Carente é quem carente se acha. Nunca vi um cachorro chorar ou lamentar-se porque tem que dormir sozinho ou um cavalo pular de uma ribanceira porque sua companheira o abandonou. A comparação parece descabida, mas não somos diferentes por sermos humanos e por possuirmos uma mente que raciocina e é neste raciocínio que se encontra o grande empecilho. Por reconhecermos a carência é que ela se manifesta como muitas outras coisas que se manifestam em nossas vidas por força do reconhecimento.

O mundo está cheio de novidades. As opções de vida estão cada vez mais facilitadas e podemos ter acesso a escolhas e adaptações que seriam impensáveis há alguns anos. Somos o resultado das nossas próprias decisões. Tabus, preconceitos e impedimentos deram lugar a opiniões inatacáveis; tomamos o nosso próprio partido, não temos que dar decisões à maioria dos nossos atos senão a nós mesmos, a nossa própria consciência. Por um lado, isto não deixa de ser positivo. Têm-se no ar o sentimento incômodo de que se esfriaram as relações e que pairam interesses no mais bem intencionado dos relacionamentos. Se o amor permear a relação, o interesse torna-se aceitável e até bem vindo, uma naturalidade, já que há uma troca. O problema é quando a unilateralidade faz quebrar o pêndulo da harmonia e do amor; quando um vê no outro a salvação da sua carência. Uma relação assim nunca vai longe.

A procura ávida em ser amado leva o desesperado pretendente a encontrar alguém na mesma situação que a dele. Quando se tenta conhecer melhor o futuro parceiro aumentam as chances de esta relação dar certo. As fraquezas e as diferenças começam a surgir à medida que a relação prossegue. A tolerância com as falhas e os defeitos do outro só tendem a neurotizar ainda mais a relação. O melhor é não haver tolerância, mas aceitação.

Numa família onde há amor, união e harmonia, seus membros vivem felizes, as doenças desaparecem e a sociedade recebe com alegria os benefícios que certamente advirão de componentes de uma família assim.
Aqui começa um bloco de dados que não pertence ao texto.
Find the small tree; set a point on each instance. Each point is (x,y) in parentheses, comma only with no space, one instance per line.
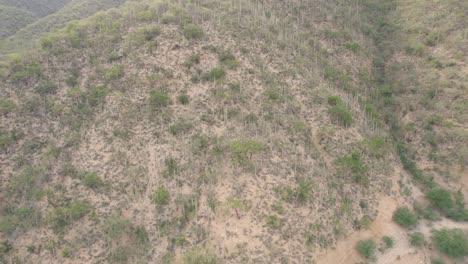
(404,217)
(452,242)
(417,239)
(243,150)
(192,31)
(158,100)
(366,248)
(440,199)
(161,196)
É por isto que tudo começa na família, mas que não seja ela exclusiva em si mesma e sim uma provedora de bem estar social. Não há carência onde há união. Partindo da alegria com que se vive e da gratidão por manifestar essa vida maravilhosa surgem todas as outras coisas. Daí, não importa se sozinho ou acompanhado, casado ou solteiro, o importante é ser feliz. Na companhia de um, muito bom, na companhia de muitos, melhor ainda.